3. Two things I can think of: 1) a parent of an adopted child wants their child attached to the child's biological parents for DNA purposes 2) someone wants to build the tree of a living notable person. People adding unrelated people will probably decrease since next week all living non-WikiTree users will be made Unlisted.
I think you may have got a little confused with the '60 days' thing.  It actually means 'if the unresponsive person hasn't been on WikiTree for 60 days', not 'you must wait 60 days'.  Your waiting time would be:

1.  Send a Trusted List request.  If the manager hasn't replied in 7 days, then
2.  Put a public comment on their profile (like "have you had a chance to review my Trusted List request?").  If they STILL haven't replied 7 days after that, then
3.  Send a Private Message to the manager.  If they STILL haven't replied 7 days after that, then

Submit an Unresponsive Manager Request..

So you would be waiting 7 days, then another 7 days, then another 7 days.  Not 60, 21.  Hope that helps.
Or you could do what I do and do all three of those things simultaneously. Then you only have to wait seven days.
I thought you weren't supposed to do them simultaneously.  I thought you were supposed to wait 7, wait 7, wait 7.

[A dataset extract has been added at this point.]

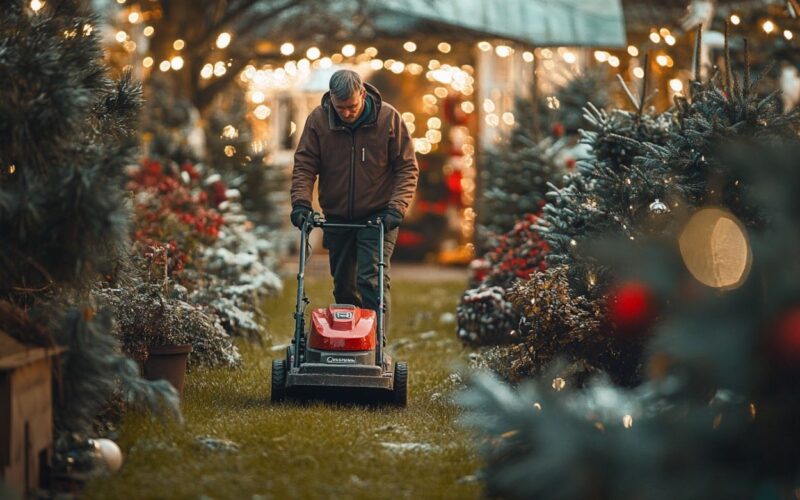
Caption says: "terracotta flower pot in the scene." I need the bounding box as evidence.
[144,344,192,396]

Jamie Nelson wrote: "1. Restrictions are there to protect the privacy of the living or recently deceased."

That may be true for profiles that are owned by a relative, like you owning your maternal grandmother's profile. But in my case a complete stranger created a profile for my mother, who is still living, and I had to ask their permission to be able to edit her profile. So your answer doesn't really make sense for WikiTree in general, because in my case the restriction prevented me from protecting my family's privacy.

(I realize this is a very old discussion, but don't get back here very often)

Hi C,

Welcome back! In case you're not already aware, WikiTree's privacy policies have changed. As Jamie also indicated in that same comment that you quoted: the privacy policies of WikiTree were changed at the end of May 2018 such that "all living non-WikiTree users will be made Unlisted."